Several methods have been employed to enhance the characteristics of hydrophobic polymers, including plasma treatment, surface modification and polymer coating.1, 6, 7 However, although immediately beneficial, these do not address the issue that PCL is biodegradable. Once the surface modification has been removed or exhausted, or as the scaffold begins to degrade, the associated benefits are lost as the hydrophobic surface is exposed. Incorporating factors into the electrospinning solution is one method of ensuring consistent modification throughout fibers. Gelatin and nanoclays have been used to this end, delivering a sustained increase in proliferation and adhesion of cells throughout the degradation of fibers.8, 9 Whereas these scaffolds offer significant benefits over surface treatments, they generally lack osteogenic characteristics, but nonetheless offer a more favourable method of scaffold fabrication for regenerative applications.

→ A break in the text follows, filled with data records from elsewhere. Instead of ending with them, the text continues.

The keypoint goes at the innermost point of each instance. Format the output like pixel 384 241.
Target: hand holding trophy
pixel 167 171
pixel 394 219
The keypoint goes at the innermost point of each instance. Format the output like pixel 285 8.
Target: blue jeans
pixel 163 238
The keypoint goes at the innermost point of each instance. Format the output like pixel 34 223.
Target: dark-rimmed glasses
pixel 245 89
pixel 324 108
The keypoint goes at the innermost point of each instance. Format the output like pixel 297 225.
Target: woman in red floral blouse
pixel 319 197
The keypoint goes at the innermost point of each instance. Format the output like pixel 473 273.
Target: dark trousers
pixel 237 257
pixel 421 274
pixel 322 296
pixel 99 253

Electrospinning is a stochastic process, producing a distribution of fiber diameters and pore sizes, which can act to influence the growth and regulation of stem cells. Fiber, and hence scaffold morphology can be influenced, and controlled by varying parameters such as flow rate, applied voltage and collecting distance.10 Increased fiber diameter has been shown to reduce the specific surface area of scaffolds, which in turn reduces the number of attachment sites for cells.11 Reducing fiber diameter provides a greater surface area for attachment, but prevents cellular infiltration into scaffolds.12 Given the stochastic structure of electrospun scaffolds, it is important to exercise control over fiber parameters where possible in order to influence network structure; for example, design equations for pore size and specific surface area reveal a strong and coupled dependence of these properties on fiber diameter,13 so control of this variable is important. It follows that such control over fiber morphology will allow for tailored scaffolds, optimized for cellular attachment, proliferation, invasion, and stem cell differentiation.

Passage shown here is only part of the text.